The beginning of chapter 2 discusses why theories and research are important in our everyday lives.

Here are three main reasons why theories and research are important to us:

1. What we are unaware of can hurt us.

Ex: You have to be careful where you get your self-help information because not everyone who writes that information is not always a professional, and you could be lead astray from the actual truth.

2. Theories and research help us understand who we are, and help us understand our families.

Ex: You have to weed out the myths from actual facts.

3. Research and theories enhance skillful judgment, and give us the ability to understand information that we can communicate with our family.

Ex: With different types of media available for us, facts are stated and they also state what people want to hear at times but they can be inaccurate. Through research they can depict what is fact and fiction.

Chapter 2 also goes into detail on what types of theories are being used to study family behavior and how families develop over time. Details include what roles the husband and wife are suppose to have and how those roles make them a functional or a dysfunctional family, and how families handle different stages and events in their life time.

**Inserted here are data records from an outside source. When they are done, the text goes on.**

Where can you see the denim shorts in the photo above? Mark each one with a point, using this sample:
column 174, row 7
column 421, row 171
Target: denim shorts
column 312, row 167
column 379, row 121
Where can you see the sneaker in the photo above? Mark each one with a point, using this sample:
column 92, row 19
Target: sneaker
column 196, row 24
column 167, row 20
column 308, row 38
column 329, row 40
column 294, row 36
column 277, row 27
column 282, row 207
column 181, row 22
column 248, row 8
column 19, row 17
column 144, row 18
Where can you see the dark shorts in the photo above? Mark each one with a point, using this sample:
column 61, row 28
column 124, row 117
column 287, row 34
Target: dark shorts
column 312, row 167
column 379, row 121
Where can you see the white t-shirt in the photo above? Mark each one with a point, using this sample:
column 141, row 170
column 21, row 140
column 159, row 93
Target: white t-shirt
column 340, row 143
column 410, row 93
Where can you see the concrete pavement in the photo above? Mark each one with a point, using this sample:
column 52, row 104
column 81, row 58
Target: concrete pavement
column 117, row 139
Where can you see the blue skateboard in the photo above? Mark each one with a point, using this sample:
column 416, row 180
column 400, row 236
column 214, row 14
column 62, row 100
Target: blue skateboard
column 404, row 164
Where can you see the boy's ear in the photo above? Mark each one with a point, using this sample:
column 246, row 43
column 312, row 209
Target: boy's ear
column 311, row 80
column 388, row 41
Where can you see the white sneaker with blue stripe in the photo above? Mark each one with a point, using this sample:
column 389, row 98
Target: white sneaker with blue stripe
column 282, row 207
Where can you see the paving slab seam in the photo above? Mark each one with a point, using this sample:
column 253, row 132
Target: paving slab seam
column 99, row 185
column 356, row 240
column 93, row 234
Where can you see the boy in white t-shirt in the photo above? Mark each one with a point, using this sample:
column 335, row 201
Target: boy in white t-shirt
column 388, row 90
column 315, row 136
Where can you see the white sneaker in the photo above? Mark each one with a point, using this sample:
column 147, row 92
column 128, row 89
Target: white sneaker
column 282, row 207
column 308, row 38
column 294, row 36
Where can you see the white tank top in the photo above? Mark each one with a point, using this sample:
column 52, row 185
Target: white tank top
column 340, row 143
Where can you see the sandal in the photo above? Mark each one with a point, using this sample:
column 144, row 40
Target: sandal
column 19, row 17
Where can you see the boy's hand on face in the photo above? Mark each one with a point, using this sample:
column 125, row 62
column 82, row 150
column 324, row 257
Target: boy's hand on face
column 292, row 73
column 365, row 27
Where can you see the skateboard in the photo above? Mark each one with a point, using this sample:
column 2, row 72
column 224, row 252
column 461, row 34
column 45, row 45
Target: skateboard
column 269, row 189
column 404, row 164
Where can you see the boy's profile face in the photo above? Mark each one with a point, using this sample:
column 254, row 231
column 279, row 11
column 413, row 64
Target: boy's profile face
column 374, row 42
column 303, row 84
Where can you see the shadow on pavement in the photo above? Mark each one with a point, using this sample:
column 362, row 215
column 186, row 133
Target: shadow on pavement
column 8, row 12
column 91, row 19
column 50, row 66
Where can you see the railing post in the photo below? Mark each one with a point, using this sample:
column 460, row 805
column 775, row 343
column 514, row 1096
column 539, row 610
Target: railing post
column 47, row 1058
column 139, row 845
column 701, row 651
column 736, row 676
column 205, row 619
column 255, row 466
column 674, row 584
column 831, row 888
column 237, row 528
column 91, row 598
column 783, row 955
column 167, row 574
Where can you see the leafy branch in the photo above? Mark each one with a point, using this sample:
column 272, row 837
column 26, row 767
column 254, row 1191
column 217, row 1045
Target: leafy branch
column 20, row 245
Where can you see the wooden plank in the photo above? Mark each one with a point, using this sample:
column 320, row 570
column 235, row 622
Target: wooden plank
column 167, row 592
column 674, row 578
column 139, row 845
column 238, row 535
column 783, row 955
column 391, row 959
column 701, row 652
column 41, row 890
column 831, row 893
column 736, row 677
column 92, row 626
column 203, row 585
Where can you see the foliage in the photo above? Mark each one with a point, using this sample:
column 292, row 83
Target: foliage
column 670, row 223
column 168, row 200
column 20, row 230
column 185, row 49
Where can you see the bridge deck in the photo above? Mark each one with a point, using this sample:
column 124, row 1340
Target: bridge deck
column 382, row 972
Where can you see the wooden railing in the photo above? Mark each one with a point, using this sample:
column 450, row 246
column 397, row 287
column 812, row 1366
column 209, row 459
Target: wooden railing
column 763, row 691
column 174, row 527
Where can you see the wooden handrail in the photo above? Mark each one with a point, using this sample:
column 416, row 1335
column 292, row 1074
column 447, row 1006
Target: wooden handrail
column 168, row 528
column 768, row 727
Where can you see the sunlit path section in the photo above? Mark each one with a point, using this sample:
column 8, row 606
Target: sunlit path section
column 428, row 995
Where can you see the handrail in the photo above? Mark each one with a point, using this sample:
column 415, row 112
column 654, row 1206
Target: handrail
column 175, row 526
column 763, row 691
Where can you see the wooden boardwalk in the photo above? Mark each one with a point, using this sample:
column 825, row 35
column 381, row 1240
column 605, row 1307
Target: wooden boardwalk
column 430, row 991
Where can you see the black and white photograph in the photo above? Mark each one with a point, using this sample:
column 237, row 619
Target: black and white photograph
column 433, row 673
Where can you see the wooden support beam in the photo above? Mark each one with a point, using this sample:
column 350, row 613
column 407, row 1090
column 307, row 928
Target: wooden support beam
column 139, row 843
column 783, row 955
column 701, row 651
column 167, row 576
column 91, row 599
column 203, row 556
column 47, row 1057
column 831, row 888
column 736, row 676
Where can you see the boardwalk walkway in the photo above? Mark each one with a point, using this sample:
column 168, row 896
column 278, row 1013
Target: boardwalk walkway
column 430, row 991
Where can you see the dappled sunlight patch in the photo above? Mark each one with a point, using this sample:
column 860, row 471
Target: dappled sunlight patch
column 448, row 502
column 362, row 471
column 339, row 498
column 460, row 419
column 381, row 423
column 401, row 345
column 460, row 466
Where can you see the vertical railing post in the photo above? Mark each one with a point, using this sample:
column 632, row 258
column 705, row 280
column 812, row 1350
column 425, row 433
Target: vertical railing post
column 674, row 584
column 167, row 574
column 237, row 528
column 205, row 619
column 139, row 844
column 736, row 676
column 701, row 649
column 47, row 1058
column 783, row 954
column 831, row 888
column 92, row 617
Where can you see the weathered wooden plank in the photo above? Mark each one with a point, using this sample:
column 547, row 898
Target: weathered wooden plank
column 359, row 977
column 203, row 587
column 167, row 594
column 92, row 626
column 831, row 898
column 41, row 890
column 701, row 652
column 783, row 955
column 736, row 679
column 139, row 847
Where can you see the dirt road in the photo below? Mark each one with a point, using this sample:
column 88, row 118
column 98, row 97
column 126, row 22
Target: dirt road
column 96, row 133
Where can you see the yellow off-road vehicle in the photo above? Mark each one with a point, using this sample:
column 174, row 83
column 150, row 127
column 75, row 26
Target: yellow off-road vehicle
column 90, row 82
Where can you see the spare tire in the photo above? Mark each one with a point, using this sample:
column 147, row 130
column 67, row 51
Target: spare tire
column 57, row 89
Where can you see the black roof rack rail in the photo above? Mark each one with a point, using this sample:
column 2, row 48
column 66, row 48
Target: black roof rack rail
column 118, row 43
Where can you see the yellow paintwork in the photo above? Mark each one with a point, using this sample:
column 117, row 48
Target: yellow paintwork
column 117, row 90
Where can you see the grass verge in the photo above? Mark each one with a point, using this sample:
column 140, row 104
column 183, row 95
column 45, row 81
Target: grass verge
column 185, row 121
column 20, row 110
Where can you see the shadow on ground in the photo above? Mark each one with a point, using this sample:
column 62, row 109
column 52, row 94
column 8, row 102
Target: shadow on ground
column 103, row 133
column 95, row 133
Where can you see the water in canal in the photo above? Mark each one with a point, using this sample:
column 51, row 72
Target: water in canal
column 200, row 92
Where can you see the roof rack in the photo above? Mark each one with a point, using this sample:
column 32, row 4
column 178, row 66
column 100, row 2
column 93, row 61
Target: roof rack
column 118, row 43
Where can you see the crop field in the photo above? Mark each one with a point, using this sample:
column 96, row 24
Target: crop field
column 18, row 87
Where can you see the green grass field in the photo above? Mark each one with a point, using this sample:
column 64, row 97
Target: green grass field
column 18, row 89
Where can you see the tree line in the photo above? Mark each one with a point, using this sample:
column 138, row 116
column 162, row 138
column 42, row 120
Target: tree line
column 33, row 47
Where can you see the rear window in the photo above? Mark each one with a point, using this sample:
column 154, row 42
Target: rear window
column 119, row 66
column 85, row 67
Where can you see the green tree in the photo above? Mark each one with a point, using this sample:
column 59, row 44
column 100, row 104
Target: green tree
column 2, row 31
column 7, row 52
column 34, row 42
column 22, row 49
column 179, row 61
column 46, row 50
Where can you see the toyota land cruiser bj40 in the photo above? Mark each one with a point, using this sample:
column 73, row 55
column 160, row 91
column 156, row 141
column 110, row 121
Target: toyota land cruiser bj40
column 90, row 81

To put conflict into perspective, there has always been a tension between the wealthy and the not so wealthy because there is not equality from resources to opportunities. A bad economy = cutting back on a multitude of things. Racial discrimination can cause problems by not getting the proper resources such as health care, employment, and type of education.

In chapter 2, on page 40 under Family Research Methods it discusses how questions about family are answered. Some of the family questions that were used on page 40 were:

Why are young adults postponing marriage?

Why have divorce rates recently declined?

In order to answer these questions, social scientists typically use 6 major research methods:

1. Surveys
2. Clinical research
3. Field research
4. Secondary analysis
5. Experiments
6. Evaluation research

(Table 2.2 on page 40 provides a brief description of pros and cons of these 6 data collecting methods)

Interests/ Unusual Items Learned:

I found that the three practical reasons why theories and research are important to be interesting because I was naive in a sense. I never knew certain information such as self-help books could be untrustworthy.

I also learned from the six major research methods. I never knew you could actually get that much information out those 6 different methods of research. In a sense, its kind of dishearting to know in some cases that all of the time and money that is put into these research studies one can still end up with inaccurate information.

Discussion:

I would like to bring up a subject that I find problematic on page 50 of chapter 2. The book briefly goes into detail on how abstinence-only programs don’t work. They also state how teens are uneducated about sex, STD’s, and different forms of birth control. Counselors at some pregnancy resource centers are telling false information to females that have unintentional pregnancies. They are saying abortions raise their chances of getting illnesses such as:

• Breast cancer
• Infertility
• Long-lasting psychological trauma

Most of these pregnancy resource centers are associated with religious anti-abortion groups. In 2002 and 2008 the Bush administration funded 2,000 of these resource centers. With this being said, isn’t their something else that could be done besides lying? Misleading people under circumstances like these only causes more problems in my point of view.